Amazon a décidé de suspendre son activité en France pour 5 jours, après le jugement mardi du tribunal judiciaire de Nanterre lui ordonnant de limiter ses livraisons aux seuls produits essentiels sous peine d’amende de 1 million d’euros par infraction constatée.
Saisi par Sud-Solidaires, premier syndicat chez Amazon, le tribunal avait jugé mardi que la société avait « de façon évidente méconnu son obligation de sécurité et de prévention de la santé des salariés ». Il lui ordonnait en conséquence de conduire une évaluation des risques avec les représentants du personnel, et entretemps de se limiter aux seuls « produits alimentaires, de produits d’hygiène et de produits médicaux », sous astreinte de 1 million d’euros d’amende par jour de retard et par infraction constatée.

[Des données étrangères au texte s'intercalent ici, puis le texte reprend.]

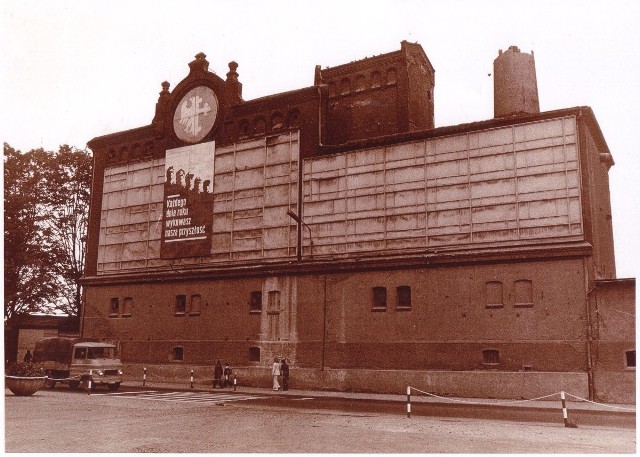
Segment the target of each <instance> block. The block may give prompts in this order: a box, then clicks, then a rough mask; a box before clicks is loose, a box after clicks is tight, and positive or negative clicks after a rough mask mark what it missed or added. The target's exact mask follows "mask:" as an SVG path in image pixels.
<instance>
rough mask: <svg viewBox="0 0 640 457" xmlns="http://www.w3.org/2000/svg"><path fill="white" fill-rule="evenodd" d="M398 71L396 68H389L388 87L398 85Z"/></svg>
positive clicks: (387, 82)
mask: <svg viewBox="0 0 640 457" xmlns="http://www.w3.org/2000/svg"><path fill="white" fill-rule="evenodd" d="M396 79H397V76H396V69H395V68H389V69H388V70H387V86H390V85H392V84H395V83H396Z"/></svg>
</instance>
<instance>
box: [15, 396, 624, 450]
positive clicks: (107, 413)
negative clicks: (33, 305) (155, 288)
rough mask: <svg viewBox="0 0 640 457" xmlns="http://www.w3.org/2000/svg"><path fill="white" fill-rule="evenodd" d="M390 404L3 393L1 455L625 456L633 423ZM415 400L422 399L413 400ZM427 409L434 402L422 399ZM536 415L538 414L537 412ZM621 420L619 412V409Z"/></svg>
mask: <svg viewBox="0 0 640 457" xmlns="http://www.w3.org/2000/svg"><path fill="white" fill-rule="evenodd" d="M394 403H395V402H381V401H373V402H372V401H365V400H353V399H330V398H314V397H309V396H307V397H303V396H286V397H285V396H278V395H275V396H274V395H260V393H243V392H229V391H215V392H198V391H172V390H161V389H153V390H151V389H149V390H139V389H130V390H123V391H120V392H117V393H110V392H108V391H106V390H105V391H102V390H98V391H96V392H94V393H93V394H91V395H87V394H86V393H84V392H82V391H76V392H72V391H69V390H68V389H66V388H64V387H59V388H56V389H53V390H43V391H40V392H37V393H36V394H35V395H33V396H31V397H16V396H13V395H12V394H11V393H9V391H8V390H5V420H6V421H5V451H6V452H158V453H183V452H234V453H244V452H263V453H291V452H301V453H310V452H313V453H318V452H321V453H330V452H331V453H332V452H343V453H344V452H348V453H355V452H357V453H362V452H365V453H407V452H409V453H442V452H447V453H449V452H455V453H633V452H635V450H636V442H635V440H636V432H635V420H632V421H628V423H623V424H612V423H600V424H589V423H584V424H582V423H581V424H580V425H579V427H578V428H565V427H564V426H563V424H562V422H561V421H560V422H558V421H557V420H555V421H553V422H546V421H544V417H543V418H542V419H536V418H535V417H534V416H535V414H533V415H532V416H531V417H527V418H526V419H523V418H522V417H519V418H517V419H515V418H512V419H505V418H489V417H486V415H487V412H486V411H485V412H483V411H482V410H481V409H476V408H479V407H478V406H473V408H471V409H473V410H474V413H473V414H475V415H477V416H478V417H475V418H471V417H466V416H468V414H467V415H464V414H461V411H460V410H459V409H458V410H456V408H457V407H456V406H454V407H453V409H447V408H445V407H444V406H443V407H442V408H443V409H442V411H441V412H438V413H437V415H422V414H420V412H419V411H418V409H419V408H418V409H414V410H413V411H412V417H411V419H408V418H407V417H406V412H405V409H404V408H401V409H398V407H399V406H401V405H399V404H394ZM420 406H422V405H420ZM429 407H430V410H431V412H430V414H431V413H434V412H436V411H434V410H433V405H429ZM541 414H542V413H541ZM623 417H626V416H624V415H623Z"/></svg>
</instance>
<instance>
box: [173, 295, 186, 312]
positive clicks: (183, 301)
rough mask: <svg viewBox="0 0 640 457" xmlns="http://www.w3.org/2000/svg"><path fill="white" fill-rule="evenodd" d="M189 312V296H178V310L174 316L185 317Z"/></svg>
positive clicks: (176, 310)
mask: <svg viewBox="0 0 640 457" xmlns="http://www.w3.org/2000/svg"><path fill="white" fill-rule="evenodd" d="M186 312H187V296H186V295H176V308H175V312H174V314H175V315H176V316H184V314H185V313H186Z"/></svg>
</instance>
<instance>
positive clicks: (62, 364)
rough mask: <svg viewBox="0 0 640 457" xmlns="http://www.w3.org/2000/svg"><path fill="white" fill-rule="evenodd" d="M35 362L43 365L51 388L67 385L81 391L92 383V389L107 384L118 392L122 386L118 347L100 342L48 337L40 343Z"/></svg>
mask: <svg viewBox="0 0 640 457" xmlns="http://www.w3.org/2000/svg"><path fill="white" fill-rule="evenodd" d="M33 361H34V363H40V364H42V366H43V368H44V369H45V371H46V373H47V376H48V377H49V379H48V380H47V384H48V386H49V387H50V388H53V387H55V385H56V383H61V384H63V383H66V384H69V387H70V388H72V389H77V388H78V387H79V386H80V383H83V382H84V383H88V382H89V381H91V386H92V388H95V387H96V386H98V385H106V386H107V388H108V389H109V390H114V391H115V390H118V388H119V387H120V384H121V383H122V362H121V361H120V359H119V358H118V357H117V354H116V346H115V345H113V344H111V343H103V342H100V341H97V340H88V339H80V338H44V339H42V340H39V341H37V342H36V347H35V350H34V352H33Z"/></svg>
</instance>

Dans un communiqué mercredi, le groupe indique qu’il pourrait « être contraint de suspendre l’activité » de ses centres de distribution, restreignant un service « devenu essentiel pour les millions de personnes à travers le pays qui souhaitent avoir accès aux produits dont elles ont besoin chez elles pendant cette crise ». Le groupe récuse toute « menace » ou « chantage », expliquant que la décision du tribunal le laisse « perplexe » compte tenu des mesures de sécurité déjà mises en œuvre (contrôles de température, masques, distanciation sociale…). Il a annoncé faire appel, mais la décision étant de droit exécutoire, l’appel n’est pas suspensif et doit s’appliquer 24 heures après la notification, reçue mercredi matin par l’entreprise. Amazon a immédiatement convoqué un CSE (comité social et économique) pour 15 h mercredi, avec pour ordre du jour une fermeture de ses sites pour cinq jours (du 16 au 21 avril), selon une source syndicale. Ce qu’il a entériné en début de soirée.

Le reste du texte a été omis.